However, as an exchange student from Europe, it seems peculiar to me that such a wide-open campus feels the need to send its smokers outside of campus boundaries. An indoor smoking ban is understandable, but with the winds blowing away most of the risks of second hand smoke, a campus-wide ban is an unnecessary and a
heavy-handed measure.
You cannot justify a campus-wide smoking ban by saying that you want to defend the innocent, upstanding non-smokers, because a reasonable compromise would be to have designated smoking areas that would enable smokers and non-smokers to coexist in harmony. It seems the real reason behind the ban is to pressure and stigmatize smokers, to push them away from the Wash. U. community. The pressure on freshmen to stop smoking will be overwhelming.
Those who defend the smoking ban reject any positive effect that tobacco may have. While it is seen as a drug in that it is addictive, it is not seen as having an effect on the nervous system. In other words, the cigarette has become a “death stick”, and its diverse properties have been reduced solely to the harm it causes to our health.
While this aspect of smoking is irrefutable, it completely leaves out the question of choice. This is further emphasized by the fact that the decision to smoke is seen only as the result of peer pressure and a will to look “cool.”

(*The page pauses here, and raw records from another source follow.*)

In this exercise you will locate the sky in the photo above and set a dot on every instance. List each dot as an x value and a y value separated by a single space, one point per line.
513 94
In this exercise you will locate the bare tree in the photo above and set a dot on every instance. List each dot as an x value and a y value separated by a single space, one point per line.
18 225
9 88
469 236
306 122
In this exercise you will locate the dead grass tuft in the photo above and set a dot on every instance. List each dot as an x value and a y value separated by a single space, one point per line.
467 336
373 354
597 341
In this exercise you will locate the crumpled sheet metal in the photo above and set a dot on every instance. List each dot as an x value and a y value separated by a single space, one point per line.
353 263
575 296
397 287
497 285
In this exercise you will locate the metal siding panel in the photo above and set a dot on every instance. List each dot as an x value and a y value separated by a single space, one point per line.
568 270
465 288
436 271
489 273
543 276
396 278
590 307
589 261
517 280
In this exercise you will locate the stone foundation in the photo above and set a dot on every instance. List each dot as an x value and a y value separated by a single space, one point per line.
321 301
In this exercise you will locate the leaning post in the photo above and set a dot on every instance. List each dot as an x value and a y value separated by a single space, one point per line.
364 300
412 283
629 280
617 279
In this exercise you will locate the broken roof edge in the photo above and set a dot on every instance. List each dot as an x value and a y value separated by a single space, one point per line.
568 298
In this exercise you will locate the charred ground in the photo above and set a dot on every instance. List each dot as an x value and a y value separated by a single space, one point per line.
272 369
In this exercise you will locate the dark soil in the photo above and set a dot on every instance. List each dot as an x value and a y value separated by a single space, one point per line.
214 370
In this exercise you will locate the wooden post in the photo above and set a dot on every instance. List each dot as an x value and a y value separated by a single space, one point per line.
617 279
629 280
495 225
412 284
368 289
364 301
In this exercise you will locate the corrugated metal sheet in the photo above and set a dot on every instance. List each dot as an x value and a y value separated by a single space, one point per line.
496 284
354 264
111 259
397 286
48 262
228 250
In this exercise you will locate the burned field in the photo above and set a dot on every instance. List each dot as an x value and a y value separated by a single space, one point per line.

But tobacco is a nervous relaxant, a psychotropic drug. It was originally used by Indian shamans to reach a trance state. As such, it is odd that smoking is attracting such widespread disapproval at a time when the campaign for marijuana legislation is gaining weight. It’s almost as if people think it’s stupid to smoke a light drug and so had better go all out.
Many will no doubt argue that stopping smokers from harming their own health is a positive thing, a progressive crusade to find the new Holy Grail that is the totally sanitized world. Most people raised an incredulous eyebrow when they heard that the Canadian town of Halifax banned perfume on public buses, but the smoking ban is another step on the slippery slope towards total conformity. We live in a world where everything is dangerous and in which our lives must conform to the pre-approved path of our moral leaders. Don’t smoke, don’t have sex, drink only if you’re over 21—I like a world with asperities, and I want a world where people can have at least a semblance of freedom, where smokers don’t have to walk 15 minutes to their place of exile, rejected, unloved, unwanted.
So while enjoying your smoke-free campus, remember the cigarette wielder that you have ostracized.

To Quote the current Missouri state smoking statute “A designated smoking area where state employees may smoke during the work day shall be provided by each state executive department and institution of higher education, provided such area can be adequately ventilated at minimum cost, within the physical confines of each facility.”
It seems the will og our General Assembly is to allow people to smoke on campus. Although it may not always be possible to provide adequately ventilated indoor smoking, it seems reasonable that outside smoking is adequately ventilated at no cost. Thus, campus outdoor smoking bans are in conflict with state law,and must be struck down.